Quale lo scopo dello sciopero dei Forconi del 9 dicembre 2013? La manifestazione che dovrebbe prendere avvio in verità già dalle 22 dell’8 dicembre e proseguire fino almeno al 13 dicembre, parte da intenzioni pacifiche, ma ha l’obiettivo di ottenere risposte dallo Stato, uno Stato che non sembra aver capito, a detta del Leader del movimento, Mariano Ferro, che la popolazione tutta è esausta dei continui privilegi della classe politica e delle continue penalizzazioni a scapito della gente comune.

Lo sciopero dei Forconi del 9 dicembre 2013 parte infatti dall’obiettivo ambizioso di mobilitare le masse, non solo autotrasportatori, agricoltori e piccoli imprenditori, ma anche disoccupati, esodati, precari, tutti coloro che vedono nella manifestazione un modo per far sentire la propria voce ad una classe dirigente sorda ai lamenti dell’Italia.
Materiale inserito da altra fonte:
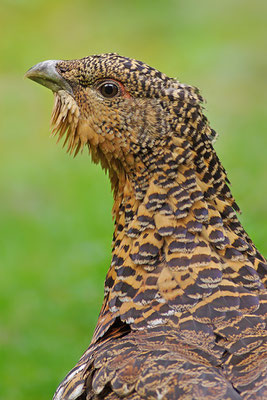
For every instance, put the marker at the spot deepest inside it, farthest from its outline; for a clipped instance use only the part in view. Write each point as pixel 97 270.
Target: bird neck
pixel 177 241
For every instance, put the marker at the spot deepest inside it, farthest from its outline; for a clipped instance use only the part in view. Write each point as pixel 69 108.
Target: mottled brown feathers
pixel 184 312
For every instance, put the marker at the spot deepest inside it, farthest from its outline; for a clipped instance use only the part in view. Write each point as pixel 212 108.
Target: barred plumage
pixel 184 313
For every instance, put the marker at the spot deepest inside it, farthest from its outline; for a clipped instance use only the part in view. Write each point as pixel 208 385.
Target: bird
pixel 184 309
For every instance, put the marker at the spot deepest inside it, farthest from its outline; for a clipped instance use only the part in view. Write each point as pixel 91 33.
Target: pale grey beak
pixel 46 74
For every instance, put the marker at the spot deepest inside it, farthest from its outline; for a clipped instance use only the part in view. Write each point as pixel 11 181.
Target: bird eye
pixel 109 89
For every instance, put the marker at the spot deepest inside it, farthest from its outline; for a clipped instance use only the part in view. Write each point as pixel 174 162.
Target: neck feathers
pixel 178 241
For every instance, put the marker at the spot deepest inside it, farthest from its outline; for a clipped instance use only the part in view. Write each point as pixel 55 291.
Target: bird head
pixel 120 107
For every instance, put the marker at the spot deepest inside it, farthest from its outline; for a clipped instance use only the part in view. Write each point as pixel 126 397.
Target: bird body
pixel 184 311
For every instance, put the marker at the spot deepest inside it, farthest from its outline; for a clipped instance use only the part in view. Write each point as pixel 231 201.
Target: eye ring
pixel 109 89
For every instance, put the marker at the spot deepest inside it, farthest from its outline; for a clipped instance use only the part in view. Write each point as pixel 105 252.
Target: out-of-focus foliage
pixel 55 212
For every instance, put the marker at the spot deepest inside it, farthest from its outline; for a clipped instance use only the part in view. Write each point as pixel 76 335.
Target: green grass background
pixel 55 212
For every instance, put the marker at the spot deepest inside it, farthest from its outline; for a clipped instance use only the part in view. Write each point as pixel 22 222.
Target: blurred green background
pixel 55 212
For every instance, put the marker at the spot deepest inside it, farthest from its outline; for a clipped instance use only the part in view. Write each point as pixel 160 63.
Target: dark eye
pixel 109 89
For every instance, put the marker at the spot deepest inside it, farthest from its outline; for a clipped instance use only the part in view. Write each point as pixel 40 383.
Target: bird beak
pixel 46 74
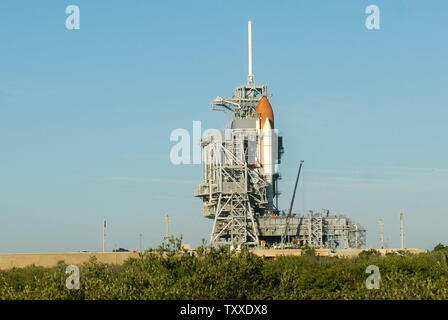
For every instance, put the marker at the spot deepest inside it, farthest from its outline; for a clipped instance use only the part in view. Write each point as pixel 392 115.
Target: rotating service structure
pixel 239 188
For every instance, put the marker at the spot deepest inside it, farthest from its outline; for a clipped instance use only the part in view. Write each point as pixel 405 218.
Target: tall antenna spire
pixel 250 77
pixel 402 230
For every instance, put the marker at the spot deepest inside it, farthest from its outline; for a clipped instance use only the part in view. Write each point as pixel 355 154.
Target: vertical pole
pixel 402 230
pixel 382 233
pixel 140 242
pixel 167 220
pixel 250 77
pixel 104 236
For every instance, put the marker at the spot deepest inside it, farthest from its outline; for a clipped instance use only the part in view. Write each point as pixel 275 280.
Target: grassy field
pixel 221 274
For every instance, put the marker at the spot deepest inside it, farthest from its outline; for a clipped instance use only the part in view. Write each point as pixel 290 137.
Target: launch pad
pixel 239 188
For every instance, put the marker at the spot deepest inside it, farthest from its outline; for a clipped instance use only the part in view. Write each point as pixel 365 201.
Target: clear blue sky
pixel 86 115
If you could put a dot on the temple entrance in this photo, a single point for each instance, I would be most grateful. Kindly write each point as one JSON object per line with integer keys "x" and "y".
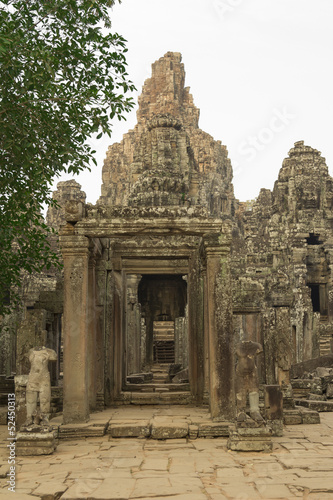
{"x": 161, "y": 340}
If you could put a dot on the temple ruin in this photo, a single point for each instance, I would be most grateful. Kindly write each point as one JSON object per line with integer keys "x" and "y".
{"x": 168, "y": 272}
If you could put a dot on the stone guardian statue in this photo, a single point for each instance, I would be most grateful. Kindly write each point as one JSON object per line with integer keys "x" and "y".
{"x": 39, "y": 384}
{"x": 247, "y": 381}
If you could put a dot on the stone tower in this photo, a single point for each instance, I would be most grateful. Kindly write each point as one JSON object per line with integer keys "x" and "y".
{"x": 167, "y": 160}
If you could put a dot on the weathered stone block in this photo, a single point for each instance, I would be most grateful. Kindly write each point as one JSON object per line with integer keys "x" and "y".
{"x": 193, "y": 431}
{"x": 139, "y": 429}
{"x": 169, "y": 430}
{"x": 273, "y": 402}
{"x": 214, "y": 429}
{"x": 316, "y": 397}
{"x": 35, "y": 443}
{"x": 292, "y": 417}
{"x": 310, "y": 417}
{"x": 329, "y": 391}
{"x": 252, "y": 439}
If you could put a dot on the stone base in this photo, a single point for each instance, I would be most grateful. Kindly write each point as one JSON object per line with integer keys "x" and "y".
{"x": 35, "y": 443}
{"x": 276, "y": 426}
{"x": 250, "y": 439}
{"x": 316, "y": 405}
{"x": 300, "y": 415}
{"x": 130, "y": 428}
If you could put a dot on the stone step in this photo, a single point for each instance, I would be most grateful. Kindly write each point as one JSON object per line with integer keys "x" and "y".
{"x": 152, "y": 387}
{"x": 155, "y": 398}
{"x": 315, "y": 405}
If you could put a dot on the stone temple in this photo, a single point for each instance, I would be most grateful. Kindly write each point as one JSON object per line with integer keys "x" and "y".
{"x": 168, "y": 271}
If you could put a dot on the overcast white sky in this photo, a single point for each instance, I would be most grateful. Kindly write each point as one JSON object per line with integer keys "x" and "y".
{"x": 260, "y": 71}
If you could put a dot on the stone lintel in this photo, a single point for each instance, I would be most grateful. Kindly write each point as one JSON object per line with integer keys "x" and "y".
{"x": 160, "y": 227}
{"x": 73, "y": 244}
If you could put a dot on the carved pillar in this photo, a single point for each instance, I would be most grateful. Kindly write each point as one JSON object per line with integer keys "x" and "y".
{"x": 220, "y": 329}
{"x": 206, "y": 335}
{"x": 75, "y": 325}
{"x": 92, "y": 354}
{"x": 133, "y": 324}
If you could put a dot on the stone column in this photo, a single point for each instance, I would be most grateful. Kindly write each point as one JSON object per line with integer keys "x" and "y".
{"x": 220, "y": 327}
{"x": 75, "y": 253}
{"x": 92, "y": 353}
{"x": 206, "y": 334}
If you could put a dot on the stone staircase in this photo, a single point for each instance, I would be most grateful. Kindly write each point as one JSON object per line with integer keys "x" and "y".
{"x": 159, "y": 390}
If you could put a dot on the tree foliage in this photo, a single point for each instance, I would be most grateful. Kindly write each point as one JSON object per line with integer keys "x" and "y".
{"x": 62, "y": 78}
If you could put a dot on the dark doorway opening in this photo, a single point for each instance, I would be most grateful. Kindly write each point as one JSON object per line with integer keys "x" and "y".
{"x": 315, "y": 297}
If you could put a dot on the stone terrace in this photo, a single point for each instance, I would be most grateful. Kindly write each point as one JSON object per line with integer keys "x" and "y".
{"x": 300, "y": 466}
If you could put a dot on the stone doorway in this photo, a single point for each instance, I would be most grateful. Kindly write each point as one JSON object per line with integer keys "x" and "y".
{"x": 161, "y": 341}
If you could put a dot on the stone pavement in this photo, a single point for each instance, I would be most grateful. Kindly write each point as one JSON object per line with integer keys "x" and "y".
{"x": 300, "y": 466}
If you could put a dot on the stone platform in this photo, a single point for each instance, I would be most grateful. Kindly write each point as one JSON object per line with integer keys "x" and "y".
{"x": 157, "y": 422}
{"x": 300, "y": 466}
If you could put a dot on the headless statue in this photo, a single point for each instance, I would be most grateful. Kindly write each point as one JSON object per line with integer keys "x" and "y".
{"x": 247, "y": 381}
{"x": 39, "y": 383}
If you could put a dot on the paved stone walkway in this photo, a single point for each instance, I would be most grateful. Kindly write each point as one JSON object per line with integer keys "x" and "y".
{"x": 300, "y": 466}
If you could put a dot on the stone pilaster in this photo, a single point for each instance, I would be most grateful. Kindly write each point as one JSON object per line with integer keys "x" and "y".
{"x": 75, "y": 253}
{"x": 220, "y": 329}
{"x": 91, "y": 342}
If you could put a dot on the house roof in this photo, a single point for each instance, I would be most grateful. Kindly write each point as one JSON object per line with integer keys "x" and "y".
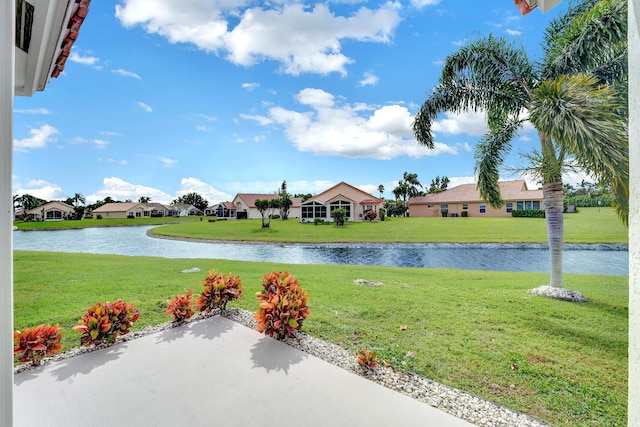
{"x": 45, "y": 32}
{"x": 509, "y": 190}
{"x": 249, "y": 199}
{"x": 117, "y": 207}
{"x": 329, "y": 194}
{"x": 51, "y": 205}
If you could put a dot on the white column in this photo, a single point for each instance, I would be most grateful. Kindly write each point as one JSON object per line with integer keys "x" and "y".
{"x": 7, "y": 43}
{"x": 634, "y": 214}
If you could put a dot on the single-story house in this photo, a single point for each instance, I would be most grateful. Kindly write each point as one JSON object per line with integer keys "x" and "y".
{"x": 51, "y": 211}
{"x": 245, "y": 205}
{"x": 222, "y": 210}
{"x": 355, "y": 201}
{"x": 122, "y": 210}
{"x": 466, "y": 197}
{"x": 182, "y": 209}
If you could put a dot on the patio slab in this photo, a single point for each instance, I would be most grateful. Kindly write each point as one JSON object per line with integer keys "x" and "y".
{"x": 211, "y": 372}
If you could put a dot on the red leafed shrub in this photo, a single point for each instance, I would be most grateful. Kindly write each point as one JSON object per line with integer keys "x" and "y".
{"x": 181, "y": 307}
{"x": 104, "y": 323}
{"x": 367, "y": 359}
{"x": 371, "y": 214}
{"x": 219, "y": 289}
{"x": 36, "y": 343}
{"x": 283, "y": 305}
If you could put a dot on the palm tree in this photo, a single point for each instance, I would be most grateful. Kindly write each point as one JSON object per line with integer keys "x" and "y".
{"x": 572, "y": 97}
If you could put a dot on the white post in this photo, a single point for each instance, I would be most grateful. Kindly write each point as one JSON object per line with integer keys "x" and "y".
{"x": 634, "y": 214}
{"x": 7, "y": 54}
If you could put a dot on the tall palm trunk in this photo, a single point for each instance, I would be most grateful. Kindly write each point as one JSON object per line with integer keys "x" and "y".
{"x": 554, "y": 206}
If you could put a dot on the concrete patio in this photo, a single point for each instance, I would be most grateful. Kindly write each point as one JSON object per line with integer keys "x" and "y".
{"x": 210, "y": 372}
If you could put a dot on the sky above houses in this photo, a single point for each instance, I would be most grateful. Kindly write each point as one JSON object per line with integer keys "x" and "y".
{"x": 160, "y": 98}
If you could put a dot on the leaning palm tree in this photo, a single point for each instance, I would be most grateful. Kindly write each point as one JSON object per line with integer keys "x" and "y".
{"x": 577, "y": 111}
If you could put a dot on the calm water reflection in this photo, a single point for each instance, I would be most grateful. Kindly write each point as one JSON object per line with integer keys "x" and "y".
{"x": 134, "y": 241}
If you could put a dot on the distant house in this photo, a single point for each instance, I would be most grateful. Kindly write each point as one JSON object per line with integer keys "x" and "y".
{"x": 51, "y": 211}
{"x": 245, "y": 204}
{"x": 182, "y": 209}
{"x": 355, "y": 201}
{"x": 467, "y": 198}
{"x": 222, "y": 210}
{"x": 122, "y": 210}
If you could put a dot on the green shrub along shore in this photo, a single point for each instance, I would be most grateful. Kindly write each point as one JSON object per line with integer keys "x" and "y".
{"x": 479, "y": 331}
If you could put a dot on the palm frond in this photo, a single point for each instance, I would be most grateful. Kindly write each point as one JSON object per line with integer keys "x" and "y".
{"x": 490, "y": 154}
{"x": 589, "y": 38}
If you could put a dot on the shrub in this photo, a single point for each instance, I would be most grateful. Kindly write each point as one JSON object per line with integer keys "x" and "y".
{"x": 528, "y": 213}
{"x": 371, "y": 215}
{"x": 181, "y": 307}
{"x": 36, "y": 343}
{"x": 367, "y": 359}
{"x": 105, "y": 323}
{"x": 219, "y": 289}
{"x": 283, "y": 305}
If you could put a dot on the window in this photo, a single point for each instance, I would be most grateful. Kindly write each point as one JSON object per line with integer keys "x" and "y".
{"x": 314, "y": 210}
{"x": 341, "y": 204}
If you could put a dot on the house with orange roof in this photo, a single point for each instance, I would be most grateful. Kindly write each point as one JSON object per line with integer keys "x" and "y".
{"x": 355, "y": 201}
{"x": 466, "y": 198}
{"x": 51, "y": 211}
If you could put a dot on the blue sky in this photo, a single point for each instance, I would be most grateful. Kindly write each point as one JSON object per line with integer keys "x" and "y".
{"x": 163, "y": 97}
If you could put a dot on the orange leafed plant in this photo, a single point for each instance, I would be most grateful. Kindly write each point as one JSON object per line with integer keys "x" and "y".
{"x": 219, "y": 289}
{"x": 104, "y": 323}
{"x": 181, "y": 307}
{"x": 36, "y": 343}
{"x": 367, "y": 359}
{"x": 283, "y": 305}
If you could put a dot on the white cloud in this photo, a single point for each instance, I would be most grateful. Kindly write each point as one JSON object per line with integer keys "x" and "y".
{"x": 167, "y": 161}
{"x": 468, "y": 123}
{"x": 424, "y": 3}
{"x": 100, "y": 143}
{"x": 42, "y": 189}
{"x": 211, "y": 194}
{"x": 369, "y": 79}
{"x": 121, "y": 190}
{"x": 303, "y": 39}
{"x": 357, "y": 131}
{"x": 85, "y": 60}
{"x": 33, "y": 111}
{"x": 39, "y": 138}
{"x": 144, "y": 107}
{"x": 126, "y": 73}
{"x": 250, "y": 86}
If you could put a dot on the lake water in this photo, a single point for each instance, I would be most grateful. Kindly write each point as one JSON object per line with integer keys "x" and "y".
{"x": 585, "y": 259}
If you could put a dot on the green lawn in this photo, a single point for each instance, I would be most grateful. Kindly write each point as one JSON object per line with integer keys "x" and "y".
{"x": 590, "y": 225}
{"x": 466, "y": 328}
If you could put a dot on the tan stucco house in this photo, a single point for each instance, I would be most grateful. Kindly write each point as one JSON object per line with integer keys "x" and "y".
{"x": 51, "y": 211}
{"x": 122, "y": 210}
{"x": 467, "y": 198}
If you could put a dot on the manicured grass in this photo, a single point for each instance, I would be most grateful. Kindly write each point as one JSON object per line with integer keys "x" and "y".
{"x": 38, "y": 225}
{"x": 590, "y": 225}
{"x": 564, "y": 363}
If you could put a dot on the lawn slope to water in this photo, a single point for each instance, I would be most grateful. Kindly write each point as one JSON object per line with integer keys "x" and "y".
{"x": 590, "y": 225}
{"x": 564, "y": 363}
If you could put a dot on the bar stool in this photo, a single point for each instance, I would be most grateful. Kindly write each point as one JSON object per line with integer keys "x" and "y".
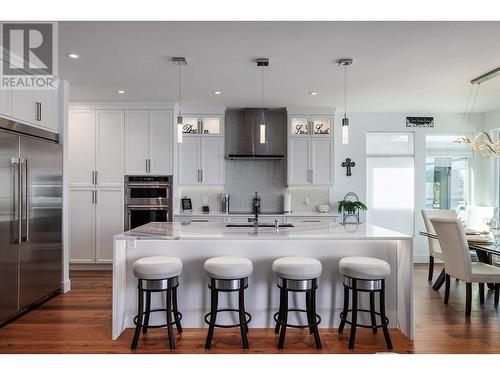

I Forconi non intendono fermarsi e Mariano Ferro ribadisce con forza che l’intento è quello di paralizzare l’Italia da Pordenone alla Sicilia, i blocchi interesseranno anche le autostrade. Nonostante si parli di “rivoluzione” per riprendere la sovranità popolare, il volantino della manifestazione precisa le intenzioni pacifiche e non violente.

Gli organizzatori dello Sciopero dei Forconi del 9 dicembre 2013 confidano che il Paese esausto da una profonda crisi economica decida di prendere parte in massa, riusciranno nel loro intento o lo sciopero si rivelerà un flop?